On Fri, Sep 19, 2008 at 8:34 AM, Daniel Schwen lists@schwen.de wrote:
Unfortunately you are comparing Apples to Apple Orchards. And maybe I wasn't making myself clear enough. Finding common super-categories is actually not the biggest problem. That direction branches less then gowing _down_ in the tree.
[snip]
I just wanted to step up and point out that Daniel Schwen is correct.
I created an example tool sometime back (perhaps some of you remember it?) which provided instant (i.e. like google search, <10ms computation times) results for arbitrary commons category intersections, differences, and unions.
The system worked by taking a dump of the commons categories and treating them like tags and indexing them with a special inverted index which is very good at those kinds of set operations. Because it was using the existing categories the results were not super-useful.
I had hoped that it would spur interest in adopting or changing to some tag system but instead I mostly got people complaining that it didn't pick up subcategories. I pointed that that (1) picking up subcategories is technically infeasible in this kind of fast indexing scheme (imagine you move a huge second level category into another category, now the database must make millions of expensive updates) and that (2) our current system produces utter nonsense if you flatten the categories (a subject I've posted on separately several times).
Mostly (2) got answers suggesting various heuristics like "only traverse N deep", which also fails but in more subtle ways (punishing deep categorization by 'losing' that content, and still producing nonsense results too just less often and less offensively) but most importantly does not solve (1).

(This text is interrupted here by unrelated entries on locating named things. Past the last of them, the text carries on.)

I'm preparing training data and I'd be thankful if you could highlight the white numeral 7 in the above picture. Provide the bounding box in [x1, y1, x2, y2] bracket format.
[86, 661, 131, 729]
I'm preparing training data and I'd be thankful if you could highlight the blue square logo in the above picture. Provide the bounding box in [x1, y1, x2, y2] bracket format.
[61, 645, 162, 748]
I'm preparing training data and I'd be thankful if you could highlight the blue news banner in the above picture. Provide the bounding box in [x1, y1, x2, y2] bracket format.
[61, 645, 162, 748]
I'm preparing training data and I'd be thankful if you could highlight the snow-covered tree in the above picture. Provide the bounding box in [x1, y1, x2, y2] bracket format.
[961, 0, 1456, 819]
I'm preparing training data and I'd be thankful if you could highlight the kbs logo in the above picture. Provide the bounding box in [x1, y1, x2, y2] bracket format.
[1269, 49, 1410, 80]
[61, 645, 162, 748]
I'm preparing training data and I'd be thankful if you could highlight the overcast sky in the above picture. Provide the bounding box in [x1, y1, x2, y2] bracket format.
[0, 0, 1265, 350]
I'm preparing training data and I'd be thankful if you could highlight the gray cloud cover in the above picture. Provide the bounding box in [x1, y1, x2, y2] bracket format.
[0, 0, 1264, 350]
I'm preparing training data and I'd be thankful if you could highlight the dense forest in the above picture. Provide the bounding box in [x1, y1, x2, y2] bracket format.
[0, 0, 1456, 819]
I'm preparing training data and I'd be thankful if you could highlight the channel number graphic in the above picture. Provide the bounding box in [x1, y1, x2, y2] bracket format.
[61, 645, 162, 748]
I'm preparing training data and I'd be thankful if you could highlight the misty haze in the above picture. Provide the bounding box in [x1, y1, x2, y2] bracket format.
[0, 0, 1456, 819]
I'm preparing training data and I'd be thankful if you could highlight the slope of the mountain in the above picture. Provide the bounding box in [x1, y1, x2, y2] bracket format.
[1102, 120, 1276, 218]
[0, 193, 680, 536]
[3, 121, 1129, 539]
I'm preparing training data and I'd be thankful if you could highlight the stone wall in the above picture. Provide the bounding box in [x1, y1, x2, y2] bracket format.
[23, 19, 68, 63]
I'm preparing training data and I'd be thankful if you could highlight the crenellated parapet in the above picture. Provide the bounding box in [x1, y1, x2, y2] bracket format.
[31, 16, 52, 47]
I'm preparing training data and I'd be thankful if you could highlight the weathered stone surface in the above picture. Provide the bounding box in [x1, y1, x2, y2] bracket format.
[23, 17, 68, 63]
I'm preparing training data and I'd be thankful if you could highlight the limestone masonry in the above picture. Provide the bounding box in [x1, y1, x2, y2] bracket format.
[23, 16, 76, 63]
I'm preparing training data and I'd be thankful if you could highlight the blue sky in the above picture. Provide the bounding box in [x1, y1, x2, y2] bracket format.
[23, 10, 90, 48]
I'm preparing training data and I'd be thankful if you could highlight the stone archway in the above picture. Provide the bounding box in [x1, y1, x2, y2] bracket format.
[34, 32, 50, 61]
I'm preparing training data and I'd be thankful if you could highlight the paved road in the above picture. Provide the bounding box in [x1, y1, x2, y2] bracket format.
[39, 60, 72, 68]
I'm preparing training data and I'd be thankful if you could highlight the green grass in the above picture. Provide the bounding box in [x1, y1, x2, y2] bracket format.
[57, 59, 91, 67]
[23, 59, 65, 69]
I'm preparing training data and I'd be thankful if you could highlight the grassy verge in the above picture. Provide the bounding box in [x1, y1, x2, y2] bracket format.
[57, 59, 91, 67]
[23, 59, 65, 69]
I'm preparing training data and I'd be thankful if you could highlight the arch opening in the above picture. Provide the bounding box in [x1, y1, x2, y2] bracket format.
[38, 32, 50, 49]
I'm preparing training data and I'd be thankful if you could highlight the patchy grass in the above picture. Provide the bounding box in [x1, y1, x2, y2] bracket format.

I think we've reached a point where many technical people here have thought about this problem for a long time (years in some cases) and over and over again have concluded that we can not have fast lookup/union/intersection/differencing tools for categories *AND* have the tree auto-expanded in the results. If commons were 1/20th its size and not growing at a good rate, then yes, we could. But since the full expanded category tree will not fit in ram even on my 32gbyte system, it just can not work. Categories as a useful lookup tool for users is highly limited for purely technical reasons if nothing else.
If there is any technical person here who thinks otherwise, please feel free to engage me in a sidebar conversation and I'll either convince you that you're wrong, or I'll gladly eat crow. Otherwise, we should consider further significant technical improvements to the existing category system to be technically non-viable.
Regardless of the non-technical arguments against categories the above should be sufficient reason for us to adopt a tagging system. Just so we can build really good search tools. It could run in parallel with the category system, as the category system isn't completely worthless and it will take a long time to get tags applied to everything.